I feel like this is something I need to address for myself since I play video games, well, a lot of the time, but with so many conflicting ideas of what a video game is and what defines it, I’m a tad bewildered.
I recently read Brendan Keogh’s article in Issue #5 of five out of ten and he describes “play” not only as the physical input into a controller or keyboard but simply being “engaged”, “I am still playing Grand Theft Auto IV, even if I am not pressing any buttons”. For most simple approaches to what video games are as a medium, this is very new; as Keogh also notes the idea that ‘playing’ is simply the user inputting commands via buttons, keys, or analog sticks is an assumption that sticks with us.
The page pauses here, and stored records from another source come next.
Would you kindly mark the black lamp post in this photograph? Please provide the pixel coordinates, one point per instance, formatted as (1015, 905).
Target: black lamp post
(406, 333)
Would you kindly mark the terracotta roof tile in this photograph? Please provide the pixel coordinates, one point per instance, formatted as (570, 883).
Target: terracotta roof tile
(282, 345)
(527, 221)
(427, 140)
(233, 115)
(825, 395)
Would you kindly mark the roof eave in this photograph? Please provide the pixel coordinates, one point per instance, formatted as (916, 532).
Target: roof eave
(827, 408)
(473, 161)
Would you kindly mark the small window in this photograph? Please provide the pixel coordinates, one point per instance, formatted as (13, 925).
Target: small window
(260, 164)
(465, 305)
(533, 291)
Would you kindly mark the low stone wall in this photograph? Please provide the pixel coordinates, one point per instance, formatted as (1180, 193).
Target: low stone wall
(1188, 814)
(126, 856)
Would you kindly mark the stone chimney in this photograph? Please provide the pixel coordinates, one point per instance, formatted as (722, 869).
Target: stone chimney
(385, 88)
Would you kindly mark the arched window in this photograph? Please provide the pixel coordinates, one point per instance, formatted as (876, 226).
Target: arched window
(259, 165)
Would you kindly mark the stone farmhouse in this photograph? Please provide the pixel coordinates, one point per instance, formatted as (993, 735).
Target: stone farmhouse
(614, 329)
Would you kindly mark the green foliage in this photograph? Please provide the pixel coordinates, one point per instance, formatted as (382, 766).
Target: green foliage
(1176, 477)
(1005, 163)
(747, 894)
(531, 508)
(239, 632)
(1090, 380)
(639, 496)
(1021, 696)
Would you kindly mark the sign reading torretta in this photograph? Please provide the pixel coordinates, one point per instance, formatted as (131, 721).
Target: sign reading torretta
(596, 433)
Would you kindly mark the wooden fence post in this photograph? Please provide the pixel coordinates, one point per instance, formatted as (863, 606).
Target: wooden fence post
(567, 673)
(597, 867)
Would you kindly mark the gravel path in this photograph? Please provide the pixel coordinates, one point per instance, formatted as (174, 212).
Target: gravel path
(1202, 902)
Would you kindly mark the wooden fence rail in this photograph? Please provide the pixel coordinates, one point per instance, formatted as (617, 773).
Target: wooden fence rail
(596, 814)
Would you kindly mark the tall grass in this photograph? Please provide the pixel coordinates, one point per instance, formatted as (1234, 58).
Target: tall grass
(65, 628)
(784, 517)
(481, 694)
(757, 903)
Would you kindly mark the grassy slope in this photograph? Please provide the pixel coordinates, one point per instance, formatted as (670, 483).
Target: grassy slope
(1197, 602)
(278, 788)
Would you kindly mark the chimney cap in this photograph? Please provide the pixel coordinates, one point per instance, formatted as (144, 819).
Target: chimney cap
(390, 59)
This isn’t a totally unfair assumption though since without user input a game is not a game. Not a fun one anyway. This got me thinking: what defines the video game experience? The user input – regardless of the input medium – is the defining feature of a video game; a user (or player, even) assumes control over the actions of the virtual character, object, or world. To what level of control they have is debatable, and really it varies from game to game, but despite the level of agency within the game the player can almost always control the perspective of the game.
Call of Duty – as the go-to generic game nowadays – is the token example of a linear game. You are given a gun, you fire the gun, a target or a virtual goon falls down bleeding, you progress over the body into the next section of the game. Dialogue is peppered throughout these sequences, and sometimes you are simply shown things happening like a movie known as a cutscene (funnily enough this is very un-video game like, but a common trope nonetheless). You are the one who walks forward and you are the one who identifies the bad guys from your allies during a firefight.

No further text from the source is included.